Between June 2022 and May 2023, over 100,000 compromised OpenAI ChatGPT account credentials were leaked to illegal dark web marketplaces, with 12,632 credentials stolen in India alone.
Group-IB said in a report shared with The Hacker News that the credentials were found in the logs of information thieves being sold on the cybercrime underground.
“The number of available logs containing compromised ChatGPT accounts peaked at 26,802 in May 2023,” the Singapore-based company said. “Asia Pacific had the highest concentration of ChatGPT credentials for sale over the past year.”
Countries with the most ChatGPT credential compromises include Pakistan, Brazil, Vietnam, Egypt, the United States, France, Morocco, Indonesia, and Bangladesh.
Further analysis revealed that the majority of logs containing ChatGPT accounts were compromised by notorious information thieves Raccoon, followed by Vidar and RedLine.
Information stealers are gaining popularity among cybercriminals because they can hijack passwords, cookies, credit cards, and other information from browsers and cryptocurrency wallet extensions.
Group-IB said that “logs containing compromised information collected by information thieves are actively traded on dark web markets.”
“Additional information about logs available in such markets includes a list of domains found in the logs and information about IP addresses of compromised hosts.”
Typically offered under a subscription-based pricing model, it not only lowers the bar for cybercrime, but also acts as a conduit for subsequent attacks to be launched using siphoned credentials.

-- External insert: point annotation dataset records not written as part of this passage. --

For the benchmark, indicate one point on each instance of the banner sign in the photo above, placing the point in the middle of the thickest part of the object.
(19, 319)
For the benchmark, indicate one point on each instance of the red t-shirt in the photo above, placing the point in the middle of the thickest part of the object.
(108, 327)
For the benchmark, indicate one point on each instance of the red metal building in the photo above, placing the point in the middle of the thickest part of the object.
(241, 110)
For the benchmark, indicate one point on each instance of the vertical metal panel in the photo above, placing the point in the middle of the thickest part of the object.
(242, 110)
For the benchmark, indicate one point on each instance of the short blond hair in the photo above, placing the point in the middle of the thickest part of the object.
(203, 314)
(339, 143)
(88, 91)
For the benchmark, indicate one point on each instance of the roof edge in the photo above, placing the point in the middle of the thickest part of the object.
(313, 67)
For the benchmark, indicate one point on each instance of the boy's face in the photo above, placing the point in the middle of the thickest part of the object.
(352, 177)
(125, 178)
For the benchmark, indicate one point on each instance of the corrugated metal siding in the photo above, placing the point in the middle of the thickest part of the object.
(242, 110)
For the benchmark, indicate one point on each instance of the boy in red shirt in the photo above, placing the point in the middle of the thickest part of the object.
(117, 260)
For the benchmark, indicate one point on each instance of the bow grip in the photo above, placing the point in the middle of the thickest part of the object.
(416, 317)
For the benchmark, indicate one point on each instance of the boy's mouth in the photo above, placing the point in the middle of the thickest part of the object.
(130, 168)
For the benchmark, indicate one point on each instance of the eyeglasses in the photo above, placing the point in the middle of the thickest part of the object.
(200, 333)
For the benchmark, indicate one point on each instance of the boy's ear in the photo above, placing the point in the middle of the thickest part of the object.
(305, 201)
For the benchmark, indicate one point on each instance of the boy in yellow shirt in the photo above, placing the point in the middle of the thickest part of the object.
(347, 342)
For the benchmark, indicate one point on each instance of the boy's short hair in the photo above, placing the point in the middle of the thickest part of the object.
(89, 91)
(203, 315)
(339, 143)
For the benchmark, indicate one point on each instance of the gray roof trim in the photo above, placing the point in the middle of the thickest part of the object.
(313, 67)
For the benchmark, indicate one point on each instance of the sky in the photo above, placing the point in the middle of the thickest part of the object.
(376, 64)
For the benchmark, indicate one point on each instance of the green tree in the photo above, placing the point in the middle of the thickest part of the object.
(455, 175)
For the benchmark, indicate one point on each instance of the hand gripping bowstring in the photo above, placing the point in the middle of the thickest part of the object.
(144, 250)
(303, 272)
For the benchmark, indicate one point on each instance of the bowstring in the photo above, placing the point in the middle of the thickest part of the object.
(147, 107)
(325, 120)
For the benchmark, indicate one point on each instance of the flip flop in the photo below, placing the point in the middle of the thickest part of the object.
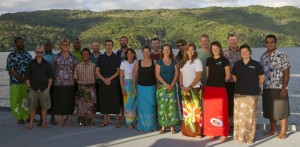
(103, 125)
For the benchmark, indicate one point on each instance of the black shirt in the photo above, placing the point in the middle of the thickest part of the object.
(108, 64)
(146, 75)
(247, 77)
(38, 74)
(216, 71)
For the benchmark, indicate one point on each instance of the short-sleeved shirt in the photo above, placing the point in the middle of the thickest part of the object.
(38, 74)
(167, 72)
(77, 54)
(146, 75)
(232, 56)
(189, 71)
(274, 66)
(108, 64)
(247, 77)
(128, 69)
(64, 69)
(216, 71)
(93, 58)
(203, 55)
(85, 73)
(155, 56)
(18, 60)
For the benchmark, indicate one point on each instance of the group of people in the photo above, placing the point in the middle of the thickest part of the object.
(216, 91)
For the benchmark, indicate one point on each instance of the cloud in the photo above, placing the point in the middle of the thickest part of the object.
(102, 5)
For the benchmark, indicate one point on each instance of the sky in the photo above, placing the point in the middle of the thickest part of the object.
(12, 6)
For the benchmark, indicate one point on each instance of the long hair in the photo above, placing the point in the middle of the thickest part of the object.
(186, 57)
(171, 56)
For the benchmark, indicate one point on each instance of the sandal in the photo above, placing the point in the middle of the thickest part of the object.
(103, 125)
(162, 131)
(21, 122)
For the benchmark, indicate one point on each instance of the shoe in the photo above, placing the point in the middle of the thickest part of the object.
(21, 122)
(162, 131)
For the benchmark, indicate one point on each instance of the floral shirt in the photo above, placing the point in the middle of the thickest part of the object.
(18, 61)
(274, 66)
(232, 56)
(64, 69)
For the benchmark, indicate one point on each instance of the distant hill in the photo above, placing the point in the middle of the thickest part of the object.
(251, 23)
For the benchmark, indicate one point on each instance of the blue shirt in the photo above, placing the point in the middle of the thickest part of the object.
(18, 61)
(167, 72)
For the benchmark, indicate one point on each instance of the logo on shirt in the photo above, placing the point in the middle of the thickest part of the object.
(216, 122)
(253, 67)
(219, 63)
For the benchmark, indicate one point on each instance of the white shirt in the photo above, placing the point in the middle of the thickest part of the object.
(189, 72)
(128, 69)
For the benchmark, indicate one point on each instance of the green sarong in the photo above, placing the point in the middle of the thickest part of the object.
(19, 101)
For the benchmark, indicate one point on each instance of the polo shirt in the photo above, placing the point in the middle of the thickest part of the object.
(247, 77)
(38, 74)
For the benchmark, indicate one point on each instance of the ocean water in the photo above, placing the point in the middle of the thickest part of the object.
(294, 83)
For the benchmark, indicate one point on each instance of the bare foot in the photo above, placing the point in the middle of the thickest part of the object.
(270, 133)
(223, 139)
(282, 135)
(212, 137)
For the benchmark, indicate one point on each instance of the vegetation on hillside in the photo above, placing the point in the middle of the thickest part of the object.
(251, 23)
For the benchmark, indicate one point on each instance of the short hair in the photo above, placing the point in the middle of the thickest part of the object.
(146, 47)
(232, 34)
(171, 56)
(181, 41)
(124, 37)
(154, 39)
(64, 40)
(18, 38)
(246, 46)
(205, 36)
(218, 44)
(130, 50)
(108, 40)
(85, 50)
(271, 36)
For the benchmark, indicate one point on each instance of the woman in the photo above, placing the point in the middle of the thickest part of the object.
(144, 72)
(248, 76)
(126, 72)
(84, 74)
(190, 76)
(64, 85)
(166, 72)
(215, 94)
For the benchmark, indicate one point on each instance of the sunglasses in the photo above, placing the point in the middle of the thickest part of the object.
(179, 45)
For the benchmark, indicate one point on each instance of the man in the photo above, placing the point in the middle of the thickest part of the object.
(48, 56)
(77, 49)
(38, 81)
(275, 91)
(123, 44)
(107, 70)
(17, 62)
(96, 51)
(84, 74)
(233, 55)
(204, 54)
(155, 54)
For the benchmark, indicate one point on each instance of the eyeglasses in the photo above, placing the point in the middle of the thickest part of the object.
(179, 45)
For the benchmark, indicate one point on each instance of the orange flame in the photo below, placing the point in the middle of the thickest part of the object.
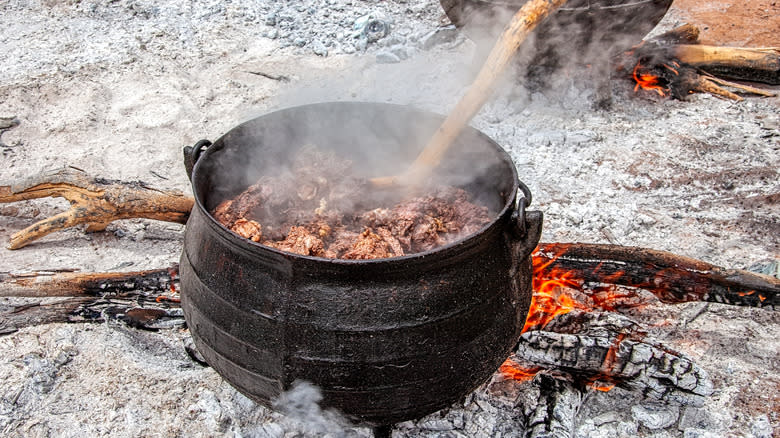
(550, 298)
(648, 81)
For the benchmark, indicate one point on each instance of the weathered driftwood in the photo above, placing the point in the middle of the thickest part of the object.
(91, 284)
(95, 202)
(144, 299)
(670, 277)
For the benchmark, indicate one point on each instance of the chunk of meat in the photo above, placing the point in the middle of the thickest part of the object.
(248, 229)
(300, 241)
(369, 245)
(316, 207)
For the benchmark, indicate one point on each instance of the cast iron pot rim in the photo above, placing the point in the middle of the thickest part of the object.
(444, 250)
(570, 8)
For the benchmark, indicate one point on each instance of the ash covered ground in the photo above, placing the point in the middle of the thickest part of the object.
(117, 88)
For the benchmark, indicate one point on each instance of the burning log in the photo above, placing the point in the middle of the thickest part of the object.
(671, 278)
(674, 64)
(95, 202)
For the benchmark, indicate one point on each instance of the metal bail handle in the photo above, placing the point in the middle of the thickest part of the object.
(522, 203)
(191, 155)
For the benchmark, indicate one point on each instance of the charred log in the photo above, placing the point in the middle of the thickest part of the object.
(612, 349)
(142, 299)
(671, 278)
(93, 284)
(553, 413)
(674, 64)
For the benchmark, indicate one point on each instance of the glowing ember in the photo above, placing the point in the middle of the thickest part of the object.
(513, 371)
(550, 297)
(648, 81)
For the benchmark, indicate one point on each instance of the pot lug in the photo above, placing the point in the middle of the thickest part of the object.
(191, 155)
(526, 231)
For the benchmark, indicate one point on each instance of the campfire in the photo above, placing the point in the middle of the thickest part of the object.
(590, 328)
(578, 335)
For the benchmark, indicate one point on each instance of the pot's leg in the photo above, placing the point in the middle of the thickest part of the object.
(383, 431)
(95, 202)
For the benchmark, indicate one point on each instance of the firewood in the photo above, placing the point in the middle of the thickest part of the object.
(95, 202)
(750, 64)
(675, 64)
(672, 278)
(685, 34)
(90, 284)
(143, 299)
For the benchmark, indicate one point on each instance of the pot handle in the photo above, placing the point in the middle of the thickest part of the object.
(527, 224)
(191, 155)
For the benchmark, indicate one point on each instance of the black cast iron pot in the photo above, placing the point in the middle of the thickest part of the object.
(385, 340)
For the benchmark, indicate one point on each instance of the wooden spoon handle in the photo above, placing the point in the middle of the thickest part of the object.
(522, 24)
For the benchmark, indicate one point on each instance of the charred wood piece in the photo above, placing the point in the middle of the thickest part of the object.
(674, 64)
(553, 412)
(71, 284)
(670, 277)
(607, 348)
(142, 299)
(94, 202)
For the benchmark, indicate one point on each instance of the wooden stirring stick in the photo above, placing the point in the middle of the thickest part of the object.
(522, 24)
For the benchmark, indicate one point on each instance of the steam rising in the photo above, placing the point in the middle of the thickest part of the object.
(301, 405)
(578, 39)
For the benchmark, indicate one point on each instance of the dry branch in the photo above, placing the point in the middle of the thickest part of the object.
(675, 64)
(94, 202)
(89, 284)
(144, 299)
(672, 278)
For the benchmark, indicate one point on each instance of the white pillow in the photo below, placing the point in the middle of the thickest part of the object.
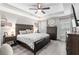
(23, 32)
(29, 31)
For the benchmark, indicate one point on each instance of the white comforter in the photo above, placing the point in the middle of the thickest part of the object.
(31, 38)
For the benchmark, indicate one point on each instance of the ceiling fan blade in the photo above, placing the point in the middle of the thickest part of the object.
(42, 11)
(33, 8)
(46, 8)
(36, 12)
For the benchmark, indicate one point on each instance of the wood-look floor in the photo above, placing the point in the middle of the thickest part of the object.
(53, 48)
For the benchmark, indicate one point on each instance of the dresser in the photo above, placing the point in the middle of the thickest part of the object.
(72, 45)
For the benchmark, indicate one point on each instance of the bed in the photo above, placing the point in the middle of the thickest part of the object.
(32, 41)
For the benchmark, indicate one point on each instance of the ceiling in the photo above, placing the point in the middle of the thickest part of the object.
(56, 9)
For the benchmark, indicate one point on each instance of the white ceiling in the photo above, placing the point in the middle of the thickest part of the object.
(56, 9)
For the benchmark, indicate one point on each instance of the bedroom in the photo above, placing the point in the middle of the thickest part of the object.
(47, 23)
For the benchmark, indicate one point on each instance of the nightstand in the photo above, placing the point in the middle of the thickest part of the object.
(10, 40)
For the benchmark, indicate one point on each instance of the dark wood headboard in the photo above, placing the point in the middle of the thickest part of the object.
(52, 31)
(23, 27)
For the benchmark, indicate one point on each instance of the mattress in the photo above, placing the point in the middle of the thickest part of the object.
(31, 38)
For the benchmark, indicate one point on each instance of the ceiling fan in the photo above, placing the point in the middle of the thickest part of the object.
(40, 7)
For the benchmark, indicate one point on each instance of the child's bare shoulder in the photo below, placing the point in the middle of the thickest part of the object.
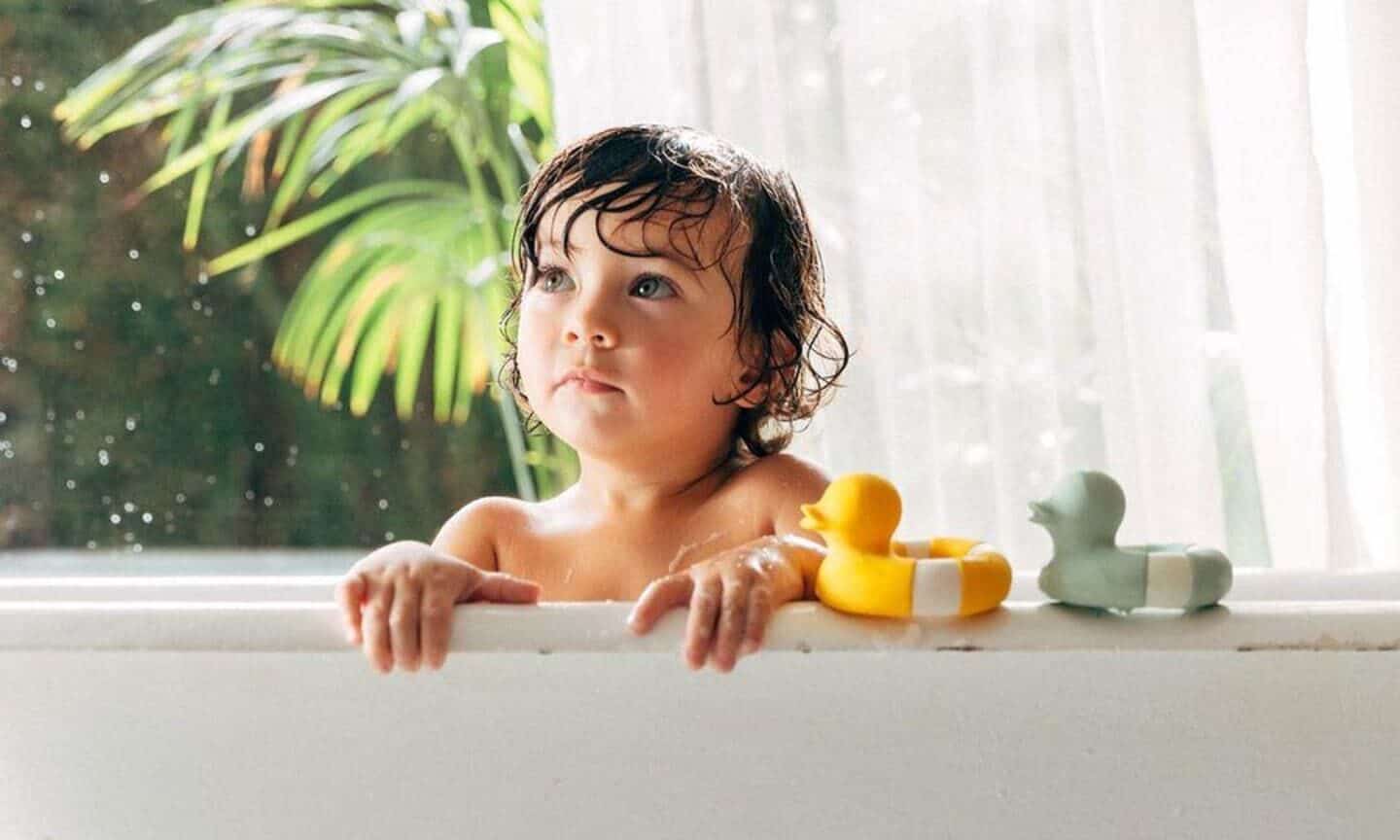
(780, 483)
(474, 531)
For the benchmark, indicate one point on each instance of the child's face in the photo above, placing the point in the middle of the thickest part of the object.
(652, 328)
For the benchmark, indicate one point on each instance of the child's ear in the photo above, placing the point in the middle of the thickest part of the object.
(753, 398)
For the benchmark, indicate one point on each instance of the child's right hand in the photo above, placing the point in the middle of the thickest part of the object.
(398, 602)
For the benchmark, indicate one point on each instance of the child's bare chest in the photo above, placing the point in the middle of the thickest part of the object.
(614, 560)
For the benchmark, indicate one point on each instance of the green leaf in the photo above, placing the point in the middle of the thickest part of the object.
(445, 352)
(199, 192)
(311, 223)
(413, 342)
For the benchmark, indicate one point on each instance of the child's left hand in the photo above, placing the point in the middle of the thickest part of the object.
(731, 597)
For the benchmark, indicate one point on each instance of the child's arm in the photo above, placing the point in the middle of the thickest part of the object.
(470, 534)
(794, 482)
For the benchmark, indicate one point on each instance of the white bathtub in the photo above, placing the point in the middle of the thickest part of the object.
(232, 707)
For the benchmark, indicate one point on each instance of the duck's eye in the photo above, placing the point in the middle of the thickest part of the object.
(652, 287)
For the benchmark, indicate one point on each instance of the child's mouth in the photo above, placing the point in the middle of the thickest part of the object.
(589, 387)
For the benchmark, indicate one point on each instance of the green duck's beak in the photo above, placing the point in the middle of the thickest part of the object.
(812, 518)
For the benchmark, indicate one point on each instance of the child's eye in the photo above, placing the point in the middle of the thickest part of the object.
(654, 287)
(544, 277)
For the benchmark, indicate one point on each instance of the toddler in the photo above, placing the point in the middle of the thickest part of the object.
(670, 312)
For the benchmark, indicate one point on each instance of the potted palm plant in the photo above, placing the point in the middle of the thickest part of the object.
(305, 91)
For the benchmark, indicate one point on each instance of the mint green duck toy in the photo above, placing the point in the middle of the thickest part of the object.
(1088, 569)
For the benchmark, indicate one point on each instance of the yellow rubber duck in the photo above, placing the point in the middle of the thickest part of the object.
(867, 573)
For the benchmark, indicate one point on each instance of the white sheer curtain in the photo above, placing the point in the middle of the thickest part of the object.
(1154, 238)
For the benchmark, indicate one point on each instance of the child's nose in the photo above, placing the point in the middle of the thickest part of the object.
(592, 328)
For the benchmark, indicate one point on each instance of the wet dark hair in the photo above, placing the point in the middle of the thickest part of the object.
(684, 175)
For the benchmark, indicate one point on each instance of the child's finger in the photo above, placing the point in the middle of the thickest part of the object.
(732, 619)
(760, 611)
(375, 626)
(438, 626)
(349, 594)
(403, 619)
(657, 598)
(705, 607)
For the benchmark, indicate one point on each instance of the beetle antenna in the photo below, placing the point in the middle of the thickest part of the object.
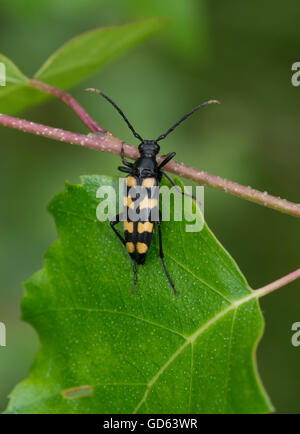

“Many companies are integrating ChatGPT into their operational flows,” said Dmitry Shestakov, Head of Threat Intelligence at Group-IB.
“Employees enter sensitive communications or use bots to optimize their own code. If so, it could unintentionally provide an attacker with a treasure trove of sensitive information.”
To mitigate such risks, we encourage users to follow good password hygiene practices and protect their accounts with two-factor authentication (2FA) to prevent account takeover attacks.
This development is ongoing malware that uses the lure of fake OnlyFans pages and adult content to distribute a remote access Trojan and an information stealer called DCRat (or DarkCrystal RAT), a modified version of AsyncRAT. It took place during the campaign.
🔐 Mastering API Security: Understanding Your True Attack Surface
Discover untapped vulnerabilities in your API ecosystem and take proactive steps towards ironclad security. Join us for an insightful webinar!
join the session
“In observed cases, victims were lured to download a ZIP file containing a manually-run VBScript loader,” eSentire researchers said, with the activity ongoing since January 2023. pointed out that there is
“The file naming convention suggests that the victims were lured in using explicit photos and OnlyFans content of various adult film actresses.”
It also follows the discovery of a new VBScript variant of malware called GuLoader (aka CloudEyE). This variant uses a tax-themed decoy to launch a PowerShell script that can retrieve the Remcos RAT and inject it into legitimate Windows processes.
“GuLoader is a highly evasive malware loader commonly used to steal information and deliver remote administration tools (RATs),” said the Canadian cybersecurity firm in a report released earlier this month.
“GuLoader leverages user-initiated scripts and shortcut files to execute highly obfuscated commands and encrypted shellcode multiple times. A resident malware payload will be generated.”